La cour d’appel a débouté le salarié de sa demande en paiement d’un rappel de salaire pour la période de mise à pied conservatoire antérieure au licenciement.
La Cour de cassation censure l’arrêt rendu par la cour d’appel qui aurait dû faire droit à la demande du salarié : ce dernier devait bénéficier du paiement du salaire pour la période de mise à pied conservatoire antérieure à la rupture du contrat de travail, dans la mesure où l’employeur n’avait invoqué aucune faute grave à l’appui du licenciement.
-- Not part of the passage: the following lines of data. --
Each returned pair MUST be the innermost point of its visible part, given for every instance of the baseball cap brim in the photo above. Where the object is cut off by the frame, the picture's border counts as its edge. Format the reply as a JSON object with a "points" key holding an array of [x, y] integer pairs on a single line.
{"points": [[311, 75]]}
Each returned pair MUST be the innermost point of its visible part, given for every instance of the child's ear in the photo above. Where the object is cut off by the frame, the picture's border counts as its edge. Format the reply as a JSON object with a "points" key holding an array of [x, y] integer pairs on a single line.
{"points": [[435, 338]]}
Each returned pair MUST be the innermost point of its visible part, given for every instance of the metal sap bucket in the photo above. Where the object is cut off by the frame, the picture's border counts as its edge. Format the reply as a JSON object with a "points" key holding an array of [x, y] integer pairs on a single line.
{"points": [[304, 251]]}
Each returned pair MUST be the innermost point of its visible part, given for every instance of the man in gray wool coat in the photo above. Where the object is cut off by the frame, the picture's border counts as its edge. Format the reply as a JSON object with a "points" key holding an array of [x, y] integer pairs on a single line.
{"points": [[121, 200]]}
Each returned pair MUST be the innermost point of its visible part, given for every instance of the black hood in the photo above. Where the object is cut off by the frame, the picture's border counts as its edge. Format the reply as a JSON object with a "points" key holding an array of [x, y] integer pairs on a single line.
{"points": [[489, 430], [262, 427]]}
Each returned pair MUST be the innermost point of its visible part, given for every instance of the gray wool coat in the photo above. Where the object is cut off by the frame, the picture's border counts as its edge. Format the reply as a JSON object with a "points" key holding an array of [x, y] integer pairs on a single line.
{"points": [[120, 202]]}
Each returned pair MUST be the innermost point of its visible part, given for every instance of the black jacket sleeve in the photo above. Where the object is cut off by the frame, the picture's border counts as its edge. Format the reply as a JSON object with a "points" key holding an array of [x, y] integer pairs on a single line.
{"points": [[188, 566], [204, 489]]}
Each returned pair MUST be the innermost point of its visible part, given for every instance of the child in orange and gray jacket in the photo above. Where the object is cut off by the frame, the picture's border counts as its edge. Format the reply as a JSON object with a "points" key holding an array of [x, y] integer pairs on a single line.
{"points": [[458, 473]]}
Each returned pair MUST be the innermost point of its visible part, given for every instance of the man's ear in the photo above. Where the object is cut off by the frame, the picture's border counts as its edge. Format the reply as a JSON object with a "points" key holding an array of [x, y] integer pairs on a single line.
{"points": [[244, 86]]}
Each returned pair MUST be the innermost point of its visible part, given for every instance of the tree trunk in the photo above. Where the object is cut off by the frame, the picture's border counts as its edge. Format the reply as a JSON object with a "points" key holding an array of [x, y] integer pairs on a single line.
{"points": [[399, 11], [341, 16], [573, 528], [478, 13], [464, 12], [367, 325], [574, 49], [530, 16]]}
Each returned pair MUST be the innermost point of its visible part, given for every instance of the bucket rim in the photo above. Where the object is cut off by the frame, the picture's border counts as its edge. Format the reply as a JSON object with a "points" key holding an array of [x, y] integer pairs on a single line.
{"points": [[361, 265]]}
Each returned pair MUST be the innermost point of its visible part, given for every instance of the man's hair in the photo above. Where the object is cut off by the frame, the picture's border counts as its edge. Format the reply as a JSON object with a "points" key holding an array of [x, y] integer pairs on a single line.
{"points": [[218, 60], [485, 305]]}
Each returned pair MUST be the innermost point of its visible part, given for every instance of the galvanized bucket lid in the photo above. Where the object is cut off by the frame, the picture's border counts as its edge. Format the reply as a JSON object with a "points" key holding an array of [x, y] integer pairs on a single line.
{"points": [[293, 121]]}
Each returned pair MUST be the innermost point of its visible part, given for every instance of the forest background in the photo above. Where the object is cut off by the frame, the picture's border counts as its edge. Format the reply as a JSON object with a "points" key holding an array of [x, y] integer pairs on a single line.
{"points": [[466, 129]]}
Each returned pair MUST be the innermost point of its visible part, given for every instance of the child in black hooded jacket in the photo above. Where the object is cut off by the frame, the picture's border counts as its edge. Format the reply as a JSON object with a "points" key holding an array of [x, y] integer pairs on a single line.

La mise à pied conservatoire permet à l’employeur de suspendre provisoirement l’activité d’un salarié dont la présence pourrait nuire à l’entreprise. Si elle peut être prononcée, sans être suivie d’un licenciement pour faute grave ou lourde, elle doit dans ce cas être rémunérée. Seul le licenciement fondé sur une faute grave ou lourde dispense l’employeur de son obligation de paiement du salaire afférent à la période de mise à pied conservatoire [8].
Quant à la situation irrégulière d’un travailleur étranger, elle ne constitue donc pas en soi une faute grave, mais uniquement une cause objective de rupture du contrat de travail.
L’employeur qui entend invoquer une faute grave distincte de la seule irrégularité de l’emploi doit en faire état dans la lettre de licenciement [9].
A défaut, la situation irrégulière d’un salarié étranger ne permet ni de le licencier pour faute grave, ni d’opérer une retenue sur son salaire sur le fondement d’une mise à pied conservatoire.
La faute grave peut par exemple être retenue lorsqu’une fraude est reprochée au salarié, qui avait fourni un faux titre de séjour lors de son embauche et pour se maintenir dans l’emploi, alors que l’employeur n’avait pas commis de faute
« dans la vérification du titre de séjour apparemment régulier et dont la fausseté n’est apparue que lors de la demande de confirmation du caractère régulier de son titre de séjour après renouvellement » [10].
Une vigilance accrue est attendue des employeurs en matière de vérification des titres de séjour des salariés étrangers… et de rédaction de la lettre de licenciement.